Friday, May 30, 2014

Ohio: What a Difference a Trail Makes

We have been in Ohio for the past four days, and it's been such a change from riding in Kentucky.  I don't want to sound negative about Kentucky, but it's clearly a car culture.  In Ohio, we spent 90% or so of our first day of riding (60+ miles) and 85% or so of our second day of riding (another 60 miles) on a rail trail.  It was pretty much riding heaven.

We also saw a lot of wildlife (as opposed to roadkill) on the trail, including bunnies, snakes, tons of birds, and this fawn -
I'd seen the fawn in the distance but couldn't figure out what it was.  My father's answer was, "A chihuahua on stilts."  Yes, I have built-in comedy on this trip.

I also saw a few memorials along the trail.  A couple of them seemed to be for people who had biked and loved the trail, and this one served as a warning -
Even trails are not free from danger, and it was a good reminder to check for cars when the trail crossed roads.

One of the things that happens when you do this kind of ride is that you meet a lot of people.  Some people are just kind of dumbfounded that we're doing this.  There were four women in a Wendy's (I will be swearing off fast food for at least a year after I'm done with this trip) that I felt viewed me as a circus freak.  As the ladyfriend pointed out, this must be the way our son feels when people quiz him about his piercings and tattoos.  I try to be friendlier than I'm inclined to be.  So I smile and act nice.

But then there are those people who want to talk about your trip and their own biking and travels, who are great.  We had a guy come up to us in Kentucky who was going to do the Underground Railroad route with his sons and was out for the day doing a shorter ride.  We had another cyclist turn around to come talk to us about touring, and there was the 81-year man (who I helped reseat his rear tire) who had just taken up cycling the year before.  How amazing is that?  It flew in the face of all the other people who have said things like, "I'm too old; have a bad knee/hip/back/attitude; can't, won't, etc."  We're not out to make people feel bad, but don't expect us to say, "Oh yeah.  Sure.  You're absolved of having to be physically active at all."  Okay, that sounded a little harsh, but hopefully you know what I mean.

There have been many people who have been amazingly kind and generous to us, of which the Warm Showers community is full.  The server at Slim's, a bar and grill in Spring Valley, OH, told the cook  about our trip, and she came out of the kitchen just to talk with us.  And then there was Plume Eatery in Corwin, OH, which not only stayed open for us but made us a dish off the dinner menu when they didn't actually serve dinner on that day.
My father and I shared the catfish and grits, which they split for us (as they did the soup it usually comes with - pea soup with bacon crumbled over it), and they also divided the flatbread and salad we ordered to go to take to our campsite that night.  They couldn't have been nicer, and I'd definitely eat there again.  The food was really good and the people genuine.

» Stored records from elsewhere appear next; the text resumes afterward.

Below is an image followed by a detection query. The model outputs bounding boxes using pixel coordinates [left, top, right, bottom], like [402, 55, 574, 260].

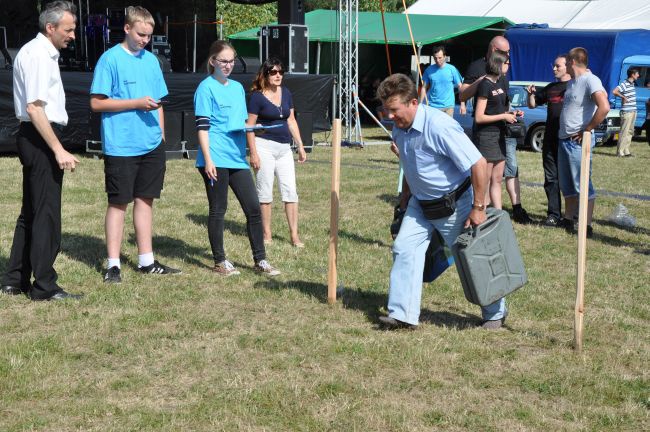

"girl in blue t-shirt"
[247, 58, 307, 248]
[194, 41, 280, 276]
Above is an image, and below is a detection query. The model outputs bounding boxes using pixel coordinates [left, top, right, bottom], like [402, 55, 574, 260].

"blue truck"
[505, 27, 650, 131]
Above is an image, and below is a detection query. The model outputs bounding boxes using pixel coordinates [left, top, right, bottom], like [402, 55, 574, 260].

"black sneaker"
[512, 207, 533, 225]
[104, 266, 122, 283]
[564, 218, 578, 235]
[543, 215, 560, 228]
[138, 261, 181, 274]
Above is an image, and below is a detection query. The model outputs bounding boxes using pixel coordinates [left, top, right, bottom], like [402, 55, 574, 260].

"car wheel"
[526, 125, 546, 152]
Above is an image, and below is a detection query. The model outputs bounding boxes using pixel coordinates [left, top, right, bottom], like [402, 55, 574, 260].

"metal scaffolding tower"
[338, 0, 363, 146]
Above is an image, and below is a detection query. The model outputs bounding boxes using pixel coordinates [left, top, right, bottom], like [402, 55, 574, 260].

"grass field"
[0, 131, 650, 431]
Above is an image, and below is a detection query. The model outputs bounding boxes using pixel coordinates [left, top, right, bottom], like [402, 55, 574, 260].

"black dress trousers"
[2, 122, 63, 299]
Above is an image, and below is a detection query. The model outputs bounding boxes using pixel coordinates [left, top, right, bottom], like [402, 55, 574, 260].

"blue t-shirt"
[393, 104, 481, 200]
[422, 63, 463, 108]
[248, 87, 293, 143]
[90, 44, 167, 156]
[194, 75, 248, 168]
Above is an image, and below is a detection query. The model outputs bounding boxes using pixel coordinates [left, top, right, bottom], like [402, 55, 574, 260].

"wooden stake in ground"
[573, 132, 591, 352]
[327, 119, 341, 304]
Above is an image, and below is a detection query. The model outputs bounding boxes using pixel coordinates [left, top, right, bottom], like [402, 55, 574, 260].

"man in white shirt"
[0, 1, 81, 301]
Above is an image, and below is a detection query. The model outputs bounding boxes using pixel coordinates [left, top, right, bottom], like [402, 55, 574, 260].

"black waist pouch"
[420, 194, 456, 220]
[418, 177, 472, 220]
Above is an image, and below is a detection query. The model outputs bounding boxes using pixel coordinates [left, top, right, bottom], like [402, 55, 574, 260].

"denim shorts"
[557, 133, 596, 200]
[503, 138, 519, 178]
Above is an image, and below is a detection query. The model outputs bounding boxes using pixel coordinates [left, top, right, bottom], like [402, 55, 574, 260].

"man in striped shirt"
[612, 67, 639, 157]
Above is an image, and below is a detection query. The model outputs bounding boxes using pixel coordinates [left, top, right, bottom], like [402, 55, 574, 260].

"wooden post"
[574, 132, 591, 352]
[327, 119, 341, 304]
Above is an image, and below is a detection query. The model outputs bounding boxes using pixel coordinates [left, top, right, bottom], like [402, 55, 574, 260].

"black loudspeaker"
[294, 112, 314, 153]
[154, 54, 172, 73]
[260, 24, 309, 74]
[278, 0, 305, 24]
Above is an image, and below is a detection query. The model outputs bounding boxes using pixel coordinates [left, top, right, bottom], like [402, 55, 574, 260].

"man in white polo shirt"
[0, 1, 81, 301]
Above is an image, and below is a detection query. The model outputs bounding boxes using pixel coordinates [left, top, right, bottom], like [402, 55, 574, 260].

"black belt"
[20, 121, 65, 132]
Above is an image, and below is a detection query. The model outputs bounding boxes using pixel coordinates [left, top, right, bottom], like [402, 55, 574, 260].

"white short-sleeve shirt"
[14, 33, 68, 126]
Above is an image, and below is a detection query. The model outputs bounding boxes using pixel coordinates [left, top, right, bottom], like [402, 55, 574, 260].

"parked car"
[454, 81, 621, 152]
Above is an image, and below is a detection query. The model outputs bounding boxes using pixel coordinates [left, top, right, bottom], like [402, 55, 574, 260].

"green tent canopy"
[229, 9, 512, 45]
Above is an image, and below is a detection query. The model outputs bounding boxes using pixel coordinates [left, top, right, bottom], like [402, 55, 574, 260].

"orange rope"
[379, 0, 393, 75]
[402, 0, 429, 105]
[168, 21, 225, 25]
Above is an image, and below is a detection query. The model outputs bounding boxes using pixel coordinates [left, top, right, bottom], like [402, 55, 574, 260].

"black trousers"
[199, 168, 266, 263]
[542, 138, 562, 219]
[2, 122, 63, 299]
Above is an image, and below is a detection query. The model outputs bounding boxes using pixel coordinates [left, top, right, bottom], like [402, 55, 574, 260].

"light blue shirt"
[194, 75, 248, 168]
[393, 104, 481, 200]
[422, 63, 463, 108]
[90, 44, 167, 156]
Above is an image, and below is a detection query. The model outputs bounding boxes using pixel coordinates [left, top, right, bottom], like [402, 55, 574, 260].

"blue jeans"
[388, 189, 506, 325]
[557, 133, 596, 200]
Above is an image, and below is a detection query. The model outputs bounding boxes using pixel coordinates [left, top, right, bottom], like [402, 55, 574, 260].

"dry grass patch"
[0, 131, 650, 431]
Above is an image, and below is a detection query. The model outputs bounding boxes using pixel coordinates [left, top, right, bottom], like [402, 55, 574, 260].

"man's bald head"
[488, 36, 510, 56]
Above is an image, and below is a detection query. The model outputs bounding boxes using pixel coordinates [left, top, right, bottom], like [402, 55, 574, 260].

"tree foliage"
[216, 0, 416, 37]
[216, 0, 278, 38]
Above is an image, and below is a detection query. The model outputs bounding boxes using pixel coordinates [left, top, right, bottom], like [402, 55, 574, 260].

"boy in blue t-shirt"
[420, 46, 466, 117]
[90, 6, 180, 283]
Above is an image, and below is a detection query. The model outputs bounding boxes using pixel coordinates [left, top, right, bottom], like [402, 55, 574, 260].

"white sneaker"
[212, 260, 240, 276]
[255, 260, 280, 276]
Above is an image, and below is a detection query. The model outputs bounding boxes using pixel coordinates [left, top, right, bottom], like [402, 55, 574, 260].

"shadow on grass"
[185, 213, 248, 236]
[254, 280, 481, 330]
[339, 225, 390, 247]
[61, 232, 106, 272]
[128, 233, 212, 268]
[594, 219, 650, 237]
[377, 194, 399, 207]
[593, 151, 618, 157]
[368, 158, 399, 165]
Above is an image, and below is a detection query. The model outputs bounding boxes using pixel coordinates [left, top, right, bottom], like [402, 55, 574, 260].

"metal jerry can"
[453, 208, 528, 306]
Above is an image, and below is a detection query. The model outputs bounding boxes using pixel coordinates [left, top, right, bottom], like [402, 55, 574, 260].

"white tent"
[408, 0, 650, 29]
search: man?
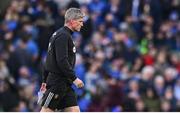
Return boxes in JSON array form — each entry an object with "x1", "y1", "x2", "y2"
[{"x1": 40, "y1": 8, "x2": 84, "y2": 112}]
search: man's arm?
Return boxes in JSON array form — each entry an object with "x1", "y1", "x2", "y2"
[{"x1": 55, "y1": 34, "x2": 77, "y2": 83}]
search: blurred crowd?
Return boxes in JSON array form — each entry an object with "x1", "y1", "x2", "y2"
[{"x1": 0, "y1": 0, "x2": 180, "y2": 112}]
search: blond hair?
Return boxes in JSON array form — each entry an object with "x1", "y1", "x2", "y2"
[{"x1": 65, "y1": 8, "x2": 85, "y2": 23}]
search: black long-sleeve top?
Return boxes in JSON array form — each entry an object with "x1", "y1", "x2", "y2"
[{"x1": 43, "y1": 26, "x2": 76, "y2": 85}]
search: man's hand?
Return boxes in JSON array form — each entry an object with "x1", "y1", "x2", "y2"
[
  {"x1": 73, "y1": 78, "x2": 84, "y2": 88},
  {"x1": 40, "y1": 83, "x2": 46, "y2": 92}
]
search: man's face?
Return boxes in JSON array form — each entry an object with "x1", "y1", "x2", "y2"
[{"x1": 72, "y1": 18, "x2": 83, "y2": 31}]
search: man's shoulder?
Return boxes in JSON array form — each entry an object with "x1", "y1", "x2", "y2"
[{"x1": 53, "y1": 27, "x2": 69, "y2": 36}]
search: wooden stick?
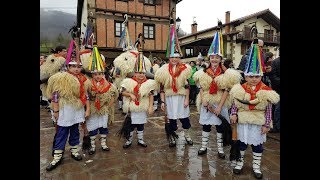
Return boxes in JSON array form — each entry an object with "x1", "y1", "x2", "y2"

Speaking of campsites and lodging - we stayed that night at the Frontier Campground where they had the cutest little cabins.
We camped, of course, and our site was quite charming as well.

Unfortunately not all of our accommodations have been great.  Have I mentioned my adage - "It's not an EconoLodge unless there's a cigarette burn in the linens"?  Well, we finally hit the bottom of the barrel on the EconoLodge in Columbus, OH.  Check out the 2-inch cigarette burn in my father's sheet:
I know, you're probably itching right now, but thankfully there were no bed bugs.  As I wrote in my comment card - just because a hotel is budget doesn't mean it shouldn't be clean.  This EconoLodge had a thick rim of dust on the headboard as well, and it was clear the carpet hadn't been vacuumed in a long time.  I'm off the EconoLodge; Travelodge, where we stayed in Newport, Kentucky, however, was quite nice.

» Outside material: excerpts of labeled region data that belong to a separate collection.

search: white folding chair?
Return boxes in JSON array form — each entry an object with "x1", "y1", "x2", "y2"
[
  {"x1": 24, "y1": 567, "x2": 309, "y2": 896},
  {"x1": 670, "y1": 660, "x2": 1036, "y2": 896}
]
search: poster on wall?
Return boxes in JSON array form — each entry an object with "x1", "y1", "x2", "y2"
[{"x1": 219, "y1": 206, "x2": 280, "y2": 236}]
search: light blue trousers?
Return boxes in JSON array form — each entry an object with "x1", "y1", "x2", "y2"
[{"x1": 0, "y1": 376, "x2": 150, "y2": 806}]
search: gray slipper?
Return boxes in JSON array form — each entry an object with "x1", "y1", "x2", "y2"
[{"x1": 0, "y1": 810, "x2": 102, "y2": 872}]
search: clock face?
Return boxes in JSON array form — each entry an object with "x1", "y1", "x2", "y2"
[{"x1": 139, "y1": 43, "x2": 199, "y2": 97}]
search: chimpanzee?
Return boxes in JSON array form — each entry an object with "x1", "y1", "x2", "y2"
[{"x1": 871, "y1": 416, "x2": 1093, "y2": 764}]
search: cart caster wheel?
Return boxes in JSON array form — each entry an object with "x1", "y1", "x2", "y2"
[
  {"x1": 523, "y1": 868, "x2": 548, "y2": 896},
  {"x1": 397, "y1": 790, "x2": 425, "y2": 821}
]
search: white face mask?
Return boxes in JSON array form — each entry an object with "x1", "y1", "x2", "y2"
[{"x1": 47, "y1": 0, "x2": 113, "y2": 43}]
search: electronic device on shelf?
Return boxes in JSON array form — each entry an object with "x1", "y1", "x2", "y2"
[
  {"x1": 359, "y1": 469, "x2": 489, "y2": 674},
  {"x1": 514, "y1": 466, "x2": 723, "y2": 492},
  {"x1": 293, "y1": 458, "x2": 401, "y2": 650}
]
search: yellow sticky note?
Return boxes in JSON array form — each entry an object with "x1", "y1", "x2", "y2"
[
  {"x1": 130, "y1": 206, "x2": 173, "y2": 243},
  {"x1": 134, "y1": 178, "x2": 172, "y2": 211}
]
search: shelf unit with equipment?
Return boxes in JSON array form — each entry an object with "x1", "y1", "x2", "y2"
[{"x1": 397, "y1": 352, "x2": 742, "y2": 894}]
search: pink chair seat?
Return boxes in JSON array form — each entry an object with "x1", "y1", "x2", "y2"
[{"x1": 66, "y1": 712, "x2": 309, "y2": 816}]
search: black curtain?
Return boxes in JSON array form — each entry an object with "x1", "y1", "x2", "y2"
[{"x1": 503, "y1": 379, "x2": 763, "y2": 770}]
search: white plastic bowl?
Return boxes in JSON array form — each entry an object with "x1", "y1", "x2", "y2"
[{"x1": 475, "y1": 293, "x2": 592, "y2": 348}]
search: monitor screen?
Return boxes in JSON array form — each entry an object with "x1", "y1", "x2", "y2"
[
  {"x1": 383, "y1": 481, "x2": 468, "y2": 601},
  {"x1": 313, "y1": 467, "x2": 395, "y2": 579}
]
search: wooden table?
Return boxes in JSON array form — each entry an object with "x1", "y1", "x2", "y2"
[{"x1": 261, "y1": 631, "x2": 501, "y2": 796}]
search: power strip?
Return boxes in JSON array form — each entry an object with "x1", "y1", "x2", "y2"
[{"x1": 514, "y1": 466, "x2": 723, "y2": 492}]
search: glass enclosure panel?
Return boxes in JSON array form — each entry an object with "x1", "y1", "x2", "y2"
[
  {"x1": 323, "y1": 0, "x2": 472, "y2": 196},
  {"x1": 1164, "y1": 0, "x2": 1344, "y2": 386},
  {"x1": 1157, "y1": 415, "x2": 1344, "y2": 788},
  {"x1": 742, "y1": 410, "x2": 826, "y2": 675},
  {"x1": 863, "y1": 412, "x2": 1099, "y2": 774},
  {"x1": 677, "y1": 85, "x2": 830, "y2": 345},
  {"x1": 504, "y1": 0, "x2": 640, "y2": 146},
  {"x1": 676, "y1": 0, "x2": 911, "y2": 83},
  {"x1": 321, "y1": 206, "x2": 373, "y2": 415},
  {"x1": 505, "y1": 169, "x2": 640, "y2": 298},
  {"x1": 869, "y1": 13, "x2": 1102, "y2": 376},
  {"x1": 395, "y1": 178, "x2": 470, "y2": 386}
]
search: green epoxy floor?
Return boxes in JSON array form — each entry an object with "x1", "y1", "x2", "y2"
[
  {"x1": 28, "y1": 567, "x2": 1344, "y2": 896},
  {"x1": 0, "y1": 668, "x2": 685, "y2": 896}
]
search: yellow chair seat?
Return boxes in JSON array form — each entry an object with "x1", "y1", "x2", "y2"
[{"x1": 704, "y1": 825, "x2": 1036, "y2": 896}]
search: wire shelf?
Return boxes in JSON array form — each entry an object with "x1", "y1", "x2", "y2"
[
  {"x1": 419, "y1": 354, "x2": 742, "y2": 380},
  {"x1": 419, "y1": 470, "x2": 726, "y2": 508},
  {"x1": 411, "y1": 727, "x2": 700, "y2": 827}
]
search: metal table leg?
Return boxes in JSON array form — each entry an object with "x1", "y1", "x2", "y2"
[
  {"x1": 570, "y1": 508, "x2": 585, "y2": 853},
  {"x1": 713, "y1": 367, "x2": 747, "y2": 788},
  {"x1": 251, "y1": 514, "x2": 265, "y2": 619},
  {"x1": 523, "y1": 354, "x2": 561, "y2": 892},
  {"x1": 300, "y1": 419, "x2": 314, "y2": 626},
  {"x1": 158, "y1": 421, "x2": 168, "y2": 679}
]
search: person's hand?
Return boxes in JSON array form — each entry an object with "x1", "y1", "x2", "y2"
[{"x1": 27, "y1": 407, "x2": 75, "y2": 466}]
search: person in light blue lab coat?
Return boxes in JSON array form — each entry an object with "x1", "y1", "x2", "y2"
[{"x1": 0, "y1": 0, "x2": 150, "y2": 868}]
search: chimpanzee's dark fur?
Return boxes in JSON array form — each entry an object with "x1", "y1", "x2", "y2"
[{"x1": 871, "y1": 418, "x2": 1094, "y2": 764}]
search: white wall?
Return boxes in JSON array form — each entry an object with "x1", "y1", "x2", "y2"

So now we're at my aunt's house in Granville, enjoying a full day off with her and her husband.    Last night I got to watch THE RANGERS CLINCH THEIR STANLEY CUP FINAL BERTH!  The ladyfriend even called me so we could watch the last 22 seconds together.  So great!!!!!

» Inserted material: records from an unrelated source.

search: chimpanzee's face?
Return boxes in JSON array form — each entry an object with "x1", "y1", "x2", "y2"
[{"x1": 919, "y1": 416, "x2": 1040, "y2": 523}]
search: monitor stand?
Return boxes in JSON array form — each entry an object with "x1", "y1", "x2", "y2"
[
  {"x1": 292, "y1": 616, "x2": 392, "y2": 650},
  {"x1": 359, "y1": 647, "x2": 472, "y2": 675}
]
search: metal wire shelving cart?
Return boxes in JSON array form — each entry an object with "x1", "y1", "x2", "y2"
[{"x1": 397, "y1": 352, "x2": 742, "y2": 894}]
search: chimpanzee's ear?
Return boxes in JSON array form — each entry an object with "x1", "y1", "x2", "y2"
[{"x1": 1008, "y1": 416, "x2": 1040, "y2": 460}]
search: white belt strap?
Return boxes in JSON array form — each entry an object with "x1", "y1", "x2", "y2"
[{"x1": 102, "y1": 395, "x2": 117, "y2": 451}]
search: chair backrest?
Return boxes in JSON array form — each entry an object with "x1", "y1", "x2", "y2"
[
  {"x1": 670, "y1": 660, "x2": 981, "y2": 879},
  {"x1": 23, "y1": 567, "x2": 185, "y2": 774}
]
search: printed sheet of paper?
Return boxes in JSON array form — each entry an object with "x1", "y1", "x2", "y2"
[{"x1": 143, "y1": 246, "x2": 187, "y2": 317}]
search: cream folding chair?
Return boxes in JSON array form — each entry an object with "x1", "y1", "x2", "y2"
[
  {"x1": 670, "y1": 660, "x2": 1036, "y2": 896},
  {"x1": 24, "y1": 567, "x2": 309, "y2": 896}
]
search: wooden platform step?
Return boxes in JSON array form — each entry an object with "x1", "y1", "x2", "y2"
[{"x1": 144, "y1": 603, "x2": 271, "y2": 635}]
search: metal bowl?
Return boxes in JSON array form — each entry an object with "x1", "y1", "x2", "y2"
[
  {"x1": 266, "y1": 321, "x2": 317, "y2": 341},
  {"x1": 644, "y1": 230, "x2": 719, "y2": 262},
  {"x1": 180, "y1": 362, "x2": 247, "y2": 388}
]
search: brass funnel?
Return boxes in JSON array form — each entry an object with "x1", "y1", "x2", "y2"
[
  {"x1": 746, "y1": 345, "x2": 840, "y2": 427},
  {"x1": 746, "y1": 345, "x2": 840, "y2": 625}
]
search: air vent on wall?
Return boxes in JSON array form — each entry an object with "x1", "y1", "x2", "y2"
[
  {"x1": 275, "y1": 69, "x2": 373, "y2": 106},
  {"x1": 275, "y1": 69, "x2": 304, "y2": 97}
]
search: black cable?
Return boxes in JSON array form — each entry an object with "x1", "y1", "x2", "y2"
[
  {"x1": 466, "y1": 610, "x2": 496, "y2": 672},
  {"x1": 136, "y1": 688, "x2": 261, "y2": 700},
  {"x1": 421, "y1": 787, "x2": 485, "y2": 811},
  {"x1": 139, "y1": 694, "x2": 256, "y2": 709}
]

Granville is such a cute little town.  Amy Butler lives here!  Crazy!  Thankfully, I guess, there's no Amy Butler fabric outlet here; however, there is a yarn store, Wisp, and my aunt, who is also a knitter took me there.  I just couldn't help myself.
Just one skein.  I swear.  Just one - a beautiful skein of Madeline Tosh in fingering weight, which will make a lovely shawl/wrap that will go with a lot of what I wear in the summer.

And in case you were concerned there wasn't enough fried food in my life -  deep fried dill pickles, which I shared with my aunt.  Always yum!

1 comment:

  1. Haha. I love to imagine you smiling and making nice. Can't wait to watch the Rangers with you upon your return!!!!!!!!!!!!